Semanın ve semadaki o kadar şâşâ-dar ecrâmın o ulvi menâzırını başka bir gözlükle tenzire çalışarak nazar-ı ibtihacımı celb eden saha-yı zeminin âgûş-ı tarâvetine almış olduğu bedâyi-i hilkate gelince en hassas şairlerin bile tasvirinden aciz kalacakları derecede latif ve ahenk-perverdir. Her gün odamın pencerelerini açıp da tatlı tatlı temaşasına dalmakta bulunduğum vâsiʿ ovanın her tarafı zümrüdîn ağaçlar ile, en dil-nişîn ekinler ile, rengarenk çiçekler ile bezenmiş bulunuyor.
Hüsn-i tâliʿime bakınız ki ben bu mecmua-i tabiatın bu kadar âlî, ruh-perver parçalarını kemal-i istiğrak ile doya doya temaşa edecek bir mevkiine nâil bulunmakla beraber hem nevim olan efrattan birçoğuna nasip olmayan büyük bir servete, yoksun bir mevki-i ictimaîye de malikim.
Bu muhteşem, safa-âbâd âlemde refika-i hayatım olan bir bedia-i iffet ise yed-i kudretin bir eser-i îcâzkârânesi denilecek kadar bir mükemmeliyet-i hilkate maliktir, nezahet-i tabiiyle, ulviyet-i ahlakiyle bir meleke-i kemalat ıtlakına layıktır.
Semere-i hayatım olan sevimli çocuklarımı da dil-hahım üzere yetiştirmeye muvakkaf oluyorum.
Demek ki artık dünyada benden daha mesud bir kimse pek az tasavvur olunabilir.
Vâkıâ zahir-i hale nazaran bu, böyledir. Hayfa ki ben kendimi hakiki bir saadete ermiş göremiyorum, bu kadar nimetlere destres olduğum halde ruhum bir türlü teheyyücattan kurtulamıyor, muzdarip kalbim bir vecihle sükunet-yab olmuyor. Çünkü ben öyle bir nimet istiyorum ki hiçbir vakit elimden çıkmasın, ben öyle bir alemde yaşamak istiyorum ki ahenk-i saadetimi hiçbir elim hadise ihlal etmesin. Halbuki içinde yaşadığım bu âlem-i nâsût, o kadar mükemmeliyetle beraber ihtiyacat-ı ruhiyemi tatmin edecek derecede haiz-i kemalat bulunmuyor, zira renk-i dil-firîbine meftun olduğum semayı vakit vakit pek muzlim bulutlar ihâta ediyor, zaman oluyor ki örneğin fecr levhalarından, o dil-nişîn tulûʿ manzaralarından eser kalmıyor, o bir adet ecrâm-ı semaviyyenin parıltısı görülmüyor, yer yüzeyine gelince: Bu da üzerindeki bedayi-i fıtratı her zaman muhafaza edemiyor, baharın feyz-kudumuyla elde edebildiği âsâr-ı gûnâgûn-hilkati hazan gelir gelmez elden çıkarıyor, pek kasvet-engiz bir manzara teşkil etmeden azade kalamıyor.

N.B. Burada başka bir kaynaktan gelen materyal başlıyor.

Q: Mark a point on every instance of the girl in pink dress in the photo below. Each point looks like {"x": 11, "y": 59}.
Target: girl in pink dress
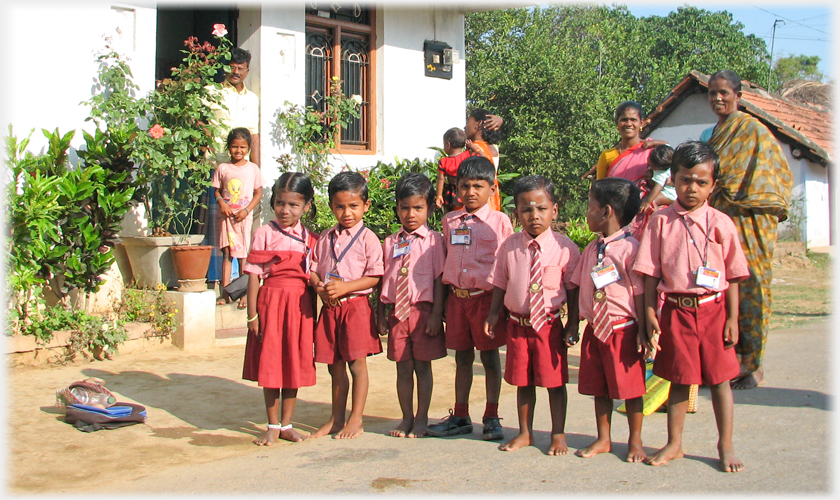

Ve esefâ ki felaket bununla kalmıyor, benim enîse-i ruhum olan zevat da birer birer zevale yüz tutuyor. Öyle hazin bir tarzda âfil oluyor ki artık kendileriyle bu mâtem-hâne-i fânide bir daha mülakat etmek mümkün olamayacak.
Kemal-i yas ile şahidi olduğum bu feci hadiseler bir gün benim de karîn-i zeval olacağımı, birden bire sönüp gideceğimi beliğ bir lisan ile bana ifhâm edip duruyor.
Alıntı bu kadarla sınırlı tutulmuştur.